Anonymous 0 Comments

They are standardized by age. We know that the average 8 year old gets 10 questions correct on this subtest. If you are 9 years old and get 8 correct that is below the expectation for your age range. Extrapolate that over a number of tasks and you get an overall score that says where you are in relation to others your age.

They lose meaning and accuracy the older you are. There’s a massive difference between what a six year old knows and can do and what a twelve year old knows and can do. There’s very little difference once someone gets to be 25 or so.

Subtests can be very simply broken down into knowledge (crystallized intelligence if you want to look up more specifics) and tasks (fluid intelligence) which tests the ability to figure out unique situations.

Anyone who knows IQ testing will tell you that the overall IQ score is the least meaningful result to interpret. Knowing you are ‘above average’ says almost nothing about your intellect. Do you have a strong knowledge base or are you a quick thinker? Do you have a learning disability or exceptional strength in an area? Tests can be interpreted to answer much more important questions than what your IQ score is.

That being said (as someone already mentioned) a genius level score or an extremely low score do carry some weight.

Anonymous 0 Comments

Start with the idea of a bell curve, aka a “standard distribution.” Go google a picture of it right now to help. It should look like a hill divided into sections.

The hill represents a group of people, and each section represents a certain percentage of the total. So most of the people are in the middle two sections, and the farther you get out towards each edge, the lower and lower the percentage gets.

IQ tests measure people according to this bell curve. Right at the top center of the hill is an IQ of 100. 50% of all people are higher then 100, 50% are lower. That’s what IQ means.

What the test actually tests for is various intellectual skills. There may be math, there may be patterns, there may be shapes, some tests have physical puzzles you have to use your hands on. Each test is different. No matter what they measure though, the scores are placed on the bell curve. Each test has to be calibrated, so that 100 equals 50%. It takes a lot of testing on a lot of people to calibrate a test, which is all done long before you take it.

Anonymous 0 Comments

1. Design a test with a bunch of challenging questions.
2. Give that test to 1,000 people of a similar group (age/gender/location/etc).
3. Grade all of the tests and determine what the average score was.
4. Based on that average score, assign the people a grade on how far above or below the average they are. If the person is better than exactly 50% of the scores, they get a grade of 100. If they did better than 98% of the other people then they get a grade of 140.
5. Every so often update the average score based upon the results of other people taking the test.

Anonymous 0 Comments

An IQ test tries to measure your intelligence. Initially devised by a teacher that wanted to locate students falling behind, it has since been somewhat perverted into an innate intelligence test.
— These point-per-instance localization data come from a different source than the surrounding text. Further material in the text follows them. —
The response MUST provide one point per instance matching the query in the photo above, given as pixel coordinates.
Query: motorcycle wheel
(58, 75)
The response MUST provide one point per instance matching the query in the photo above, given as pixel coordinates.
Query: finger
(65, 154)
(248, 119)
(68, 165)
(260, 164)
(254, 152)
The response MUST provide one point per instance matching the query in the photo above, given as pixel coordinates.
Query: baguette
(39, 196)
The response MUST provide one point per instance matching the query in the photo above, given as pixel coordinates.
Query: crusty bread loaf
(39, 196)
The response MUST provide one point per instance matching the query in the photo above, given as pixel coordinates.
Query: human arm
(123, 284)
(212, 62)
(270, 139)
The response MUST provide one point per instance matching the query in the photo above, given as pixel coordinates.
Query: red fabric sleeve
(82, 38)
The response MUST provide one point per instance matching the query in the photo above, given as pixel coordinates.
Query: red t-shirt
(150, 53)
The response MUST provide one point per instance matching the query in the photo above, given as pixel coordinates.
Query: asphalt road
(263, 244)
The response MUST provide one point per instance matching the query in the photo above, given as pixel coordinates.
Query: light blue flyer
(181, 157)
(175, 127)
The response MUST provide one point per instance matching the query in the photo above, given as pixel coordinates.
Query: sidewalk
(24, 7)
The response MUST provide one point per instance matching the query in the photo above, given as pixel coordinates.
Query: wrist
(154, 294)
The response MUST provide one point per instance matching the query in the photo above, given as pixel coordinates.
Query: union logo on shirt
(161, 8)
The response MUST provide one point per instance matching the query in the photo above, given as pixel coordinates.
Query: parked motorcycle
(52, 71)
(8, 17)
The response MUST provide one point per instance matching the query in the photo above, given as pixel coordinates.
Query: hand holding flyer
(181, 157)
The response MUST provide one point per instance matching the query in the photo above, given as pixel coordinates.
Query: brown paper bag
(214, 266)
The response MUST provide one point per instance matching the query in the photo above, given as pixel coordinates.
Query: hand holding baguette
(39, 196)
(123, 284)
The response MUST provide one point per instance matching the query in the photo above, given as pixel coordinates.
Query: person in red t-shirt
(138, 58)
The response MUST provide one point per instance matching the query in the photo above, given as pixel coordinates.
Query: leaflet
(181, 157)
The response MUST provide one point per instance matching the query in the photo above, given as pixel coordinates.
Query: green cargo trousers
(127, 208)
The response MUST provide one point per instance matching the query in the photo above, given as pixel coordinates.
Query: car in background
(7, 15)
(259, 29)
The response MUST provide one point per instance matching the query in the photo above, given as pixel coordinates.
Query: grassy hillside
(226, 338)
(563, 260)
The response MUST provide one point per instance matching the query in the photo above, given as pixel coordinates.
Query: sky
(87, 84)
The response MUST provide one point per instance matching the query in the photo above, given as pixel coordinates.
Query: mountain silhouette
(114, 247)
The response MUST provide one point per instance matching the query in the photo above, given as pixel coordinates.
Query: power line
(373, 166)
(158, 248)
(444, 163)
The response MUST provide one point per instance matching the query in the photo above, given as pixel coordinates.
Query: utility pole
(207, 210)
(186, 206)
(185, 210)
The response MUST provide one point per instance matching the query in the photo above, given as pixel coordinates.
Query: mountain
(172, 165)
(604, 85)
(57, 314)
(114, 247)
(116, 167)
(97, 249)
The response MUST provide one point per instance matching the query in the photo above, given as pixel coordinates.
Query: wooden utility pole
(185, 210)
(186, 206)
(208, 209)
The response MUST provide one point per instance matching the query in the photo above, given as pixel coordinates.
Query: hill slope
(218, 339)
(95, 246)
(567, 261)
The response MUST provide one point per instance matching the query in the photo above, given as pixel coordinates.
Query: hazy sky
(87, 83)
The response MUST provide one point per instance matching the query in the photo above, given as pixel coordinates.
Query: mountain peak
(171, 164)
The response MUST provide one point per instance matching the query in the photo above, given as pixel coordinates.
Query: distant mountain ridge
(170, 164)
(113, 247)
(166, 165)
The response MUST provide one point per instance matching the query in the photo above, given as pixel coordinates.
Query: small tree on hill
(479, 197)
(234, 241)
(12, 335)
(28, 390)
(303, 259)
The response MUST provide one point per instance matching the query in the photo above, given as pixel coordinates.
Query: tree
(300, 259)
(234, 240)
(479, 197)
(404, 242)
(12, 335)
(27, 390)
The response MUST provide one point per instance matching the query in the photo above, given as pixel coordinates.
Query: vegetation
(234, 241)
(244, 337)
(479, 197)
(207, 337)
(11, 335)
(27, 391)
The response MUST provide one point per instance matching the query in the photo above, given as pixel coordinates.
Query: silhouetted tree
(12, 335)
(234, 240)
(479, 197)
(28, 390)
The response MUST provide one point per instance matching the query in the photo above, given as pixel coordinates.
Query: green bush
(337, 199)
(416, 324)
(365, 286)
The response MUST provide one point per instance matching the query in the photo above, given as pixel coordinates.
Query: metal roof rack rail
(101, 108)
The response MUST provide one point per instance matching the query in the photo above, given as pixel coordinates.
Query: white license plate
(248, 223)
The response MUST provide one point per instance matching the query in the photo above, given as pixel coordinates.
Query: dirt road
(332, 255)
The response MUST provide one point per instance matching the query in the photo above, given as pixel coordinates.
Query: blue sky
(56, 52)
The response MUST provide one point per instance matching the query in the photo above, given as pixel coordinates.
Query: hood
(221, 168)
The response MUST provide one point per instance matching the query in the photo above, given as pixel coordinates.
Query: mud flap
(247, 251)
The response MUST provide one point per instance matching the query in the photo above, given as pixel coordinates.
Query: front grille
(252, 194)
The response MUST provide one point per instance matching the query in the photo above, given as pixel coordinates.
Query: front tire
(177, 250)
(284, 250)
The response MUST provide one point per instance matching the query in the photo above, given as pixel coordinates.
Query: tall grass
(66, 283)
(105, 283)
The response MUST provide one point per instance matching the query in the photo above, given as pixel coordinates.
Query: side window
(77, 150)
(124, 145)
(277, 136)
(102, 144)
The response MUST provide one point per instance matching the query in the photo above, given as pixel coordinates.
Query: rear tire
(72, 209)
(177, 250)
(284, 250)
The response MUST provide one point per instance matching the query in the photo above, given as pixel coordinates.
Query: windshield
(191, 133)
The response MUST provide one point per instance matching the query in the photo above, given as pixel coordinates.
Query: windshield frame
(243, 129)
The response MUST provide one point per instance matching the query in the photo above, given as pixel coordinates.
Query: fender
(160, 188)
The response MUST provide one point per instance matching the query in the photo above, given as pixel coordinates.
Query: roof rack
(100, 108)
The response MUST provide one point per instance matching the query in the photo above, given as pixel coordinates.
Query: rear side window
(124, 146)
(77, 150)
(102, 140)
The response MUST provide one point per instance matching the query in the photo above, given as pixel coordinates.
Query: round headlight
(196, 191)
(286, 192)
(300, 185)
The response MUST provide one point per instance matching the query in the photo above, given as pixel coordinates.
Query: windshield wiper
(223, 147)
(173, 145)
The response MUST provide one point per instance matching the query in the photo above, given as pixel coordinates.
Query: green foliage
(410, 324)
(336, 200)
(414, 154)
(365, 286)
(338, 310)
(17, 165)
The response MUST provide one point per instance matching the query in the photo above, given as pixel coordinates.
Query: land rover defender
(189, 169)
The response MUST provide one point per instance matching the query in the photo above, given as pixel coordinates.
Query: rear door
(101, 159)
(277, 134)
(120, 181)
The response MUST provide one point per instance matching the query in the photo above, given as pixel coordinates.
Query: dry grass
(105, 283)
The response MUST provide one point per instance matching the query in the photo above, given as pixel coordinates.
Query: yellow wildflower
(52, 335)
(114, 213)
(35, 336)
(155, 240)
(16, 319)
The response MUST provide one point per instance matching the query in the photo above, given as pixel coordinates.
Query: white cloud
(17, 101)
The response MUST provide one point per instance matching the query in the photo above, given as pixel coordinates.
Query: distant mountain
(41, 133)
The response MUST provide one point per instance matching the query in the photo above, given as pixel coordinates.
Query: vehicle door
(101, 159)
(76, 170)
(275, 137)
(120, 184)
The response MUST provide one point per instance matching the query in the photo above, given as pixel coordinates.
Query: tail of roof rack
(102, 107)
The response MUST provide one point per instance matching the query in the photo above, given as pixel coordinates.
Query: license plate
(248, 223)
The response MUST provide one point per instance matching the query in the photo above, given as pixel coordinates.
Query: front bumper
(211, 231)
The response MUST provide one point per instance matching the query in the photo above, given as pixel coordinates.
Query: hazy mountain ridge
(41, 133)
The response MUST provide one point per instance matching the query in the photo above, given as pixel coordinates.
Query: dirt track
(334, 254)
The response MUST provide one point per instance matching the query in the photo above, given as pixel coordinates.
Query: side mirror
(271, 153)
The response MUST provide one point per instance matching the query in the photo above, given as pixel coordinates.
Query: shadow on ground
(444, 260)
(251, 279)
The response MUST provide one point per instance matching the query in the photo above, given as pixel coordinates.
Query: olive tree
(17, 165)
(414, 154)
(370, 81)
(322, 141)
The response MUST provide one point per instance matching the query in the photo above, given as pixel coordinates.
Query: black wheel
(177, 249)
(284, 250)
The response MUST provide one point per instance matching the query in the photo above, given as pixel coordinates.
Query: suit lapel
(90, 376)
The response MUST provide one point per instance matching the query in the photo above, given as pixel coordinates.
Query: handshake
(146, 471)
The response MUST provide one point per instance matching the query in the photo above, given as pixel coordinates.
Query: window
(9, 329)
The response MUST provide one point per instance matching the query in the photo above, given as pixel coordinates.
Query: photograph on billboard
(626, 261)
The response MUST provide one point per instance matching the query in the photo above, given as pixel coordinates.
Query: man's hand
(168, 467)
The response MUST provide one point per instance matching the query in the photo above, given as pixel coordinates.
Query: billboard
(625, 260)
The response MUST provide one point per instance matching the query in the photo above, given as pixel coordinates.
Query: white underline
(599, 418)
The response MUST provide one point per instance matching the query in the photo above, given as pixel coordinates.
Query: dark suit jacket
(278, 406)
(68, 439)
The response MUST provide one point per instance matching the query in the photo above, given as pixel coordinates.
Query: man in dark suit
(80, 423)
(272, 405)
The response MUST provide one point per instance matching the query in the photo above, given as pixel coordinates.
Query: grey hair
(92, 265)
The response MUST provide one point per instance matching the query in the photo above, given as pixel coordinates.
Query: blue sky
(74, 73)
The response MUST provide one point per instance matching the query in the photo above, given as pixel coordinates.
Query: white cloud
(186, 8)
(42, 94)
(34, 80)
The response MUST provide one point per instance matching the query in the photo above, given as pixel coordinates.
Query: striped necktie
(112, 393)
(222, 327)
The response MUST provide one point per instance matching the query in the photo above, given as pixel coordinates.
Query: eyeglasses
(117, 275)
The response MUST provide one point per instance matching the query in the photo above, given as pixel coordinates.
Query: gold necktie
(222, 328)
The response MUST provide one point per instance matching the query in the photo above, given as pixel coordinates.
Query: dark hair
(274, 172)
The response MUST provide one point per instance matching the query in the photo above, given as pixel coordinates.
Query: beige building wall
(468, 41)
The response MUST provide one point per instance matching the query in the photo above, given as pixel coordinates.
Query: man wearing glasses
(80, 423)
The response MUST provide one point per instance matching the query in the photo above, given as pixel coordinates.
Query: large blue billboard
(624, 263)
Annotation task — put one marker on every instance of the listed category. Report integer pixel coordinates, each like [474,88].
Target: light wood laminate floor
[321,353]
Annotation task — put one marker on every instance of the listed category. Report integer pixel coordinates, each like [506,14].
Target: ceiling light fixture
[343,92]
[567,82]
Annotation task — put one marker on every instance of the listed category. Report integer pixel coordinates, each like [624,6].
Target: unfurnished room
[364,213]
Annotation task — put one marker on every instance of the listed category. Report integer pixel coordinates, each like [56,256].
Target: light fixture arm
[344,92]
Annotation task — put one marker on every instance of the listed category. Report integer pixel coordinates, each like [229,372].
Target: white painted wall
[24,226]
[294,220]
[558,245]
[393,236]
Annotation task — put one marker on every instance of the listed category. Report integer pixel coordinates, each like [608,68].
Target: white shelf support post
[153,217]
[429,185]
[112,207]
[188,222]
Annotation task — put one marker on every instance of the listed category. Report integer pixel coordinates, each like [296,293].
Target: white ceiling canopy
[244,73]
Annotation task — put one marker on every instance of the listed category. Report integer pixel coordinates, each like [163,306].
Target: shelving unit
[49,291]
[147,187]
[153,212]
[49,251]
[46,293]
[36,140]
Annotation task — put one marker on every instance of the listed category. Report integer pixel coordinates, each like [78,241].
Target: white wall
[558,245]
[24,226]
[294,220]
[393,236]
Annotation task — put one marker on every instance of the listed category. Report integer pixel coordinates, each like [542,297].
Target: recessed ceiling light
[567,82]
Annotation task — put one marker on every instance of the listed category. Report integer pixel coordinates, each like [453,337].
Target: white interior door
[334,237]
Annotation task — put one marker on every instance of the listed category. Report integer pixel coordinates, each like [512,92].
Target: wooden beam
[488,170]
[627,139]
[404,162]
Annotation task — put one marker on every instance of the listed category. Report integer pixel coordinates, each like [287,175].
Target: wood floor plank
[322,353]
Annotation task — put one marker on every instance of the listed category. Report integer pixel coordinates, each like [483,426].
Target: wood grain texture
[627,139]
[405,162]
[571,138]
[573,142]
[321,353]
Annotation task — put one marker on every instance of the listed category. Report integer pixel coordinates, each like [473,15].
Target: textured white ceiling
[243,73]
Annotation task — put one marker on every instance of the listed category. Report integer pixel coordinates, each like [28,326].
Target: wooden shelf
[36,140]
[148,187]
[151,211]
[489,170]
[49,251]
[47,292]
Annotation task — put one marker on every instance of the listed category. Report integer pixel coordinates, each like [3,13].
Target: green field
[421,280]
The test itself generally involves a 1 on 1 with a tester, they will give you various tasks, these will generally involve some maths, some pattern recognition, memorisation, memorisation but now recite in reverse. solving a labyrinth and all that kind of jazz. the idea is that these questions do not require learned knowledge, so no questions like “What is the capital city of Syria”

Then you take all the results, and you distribute the results on a standard distribution. So the average score is 100, and then we spread it so we make a nice bell curve. So that 68% of people fall within 85 to a 115, and 96% fall between 70 and 130.

Note, sometimes in fiction, you see people claim preposterous scores like “An IQ of 2000”, as IQ is determined by comparing you to other test takers, this doesn’t make much sense. Having an IQ of about 200 is basically being the smartest person on the planet, and you can’t really go higher.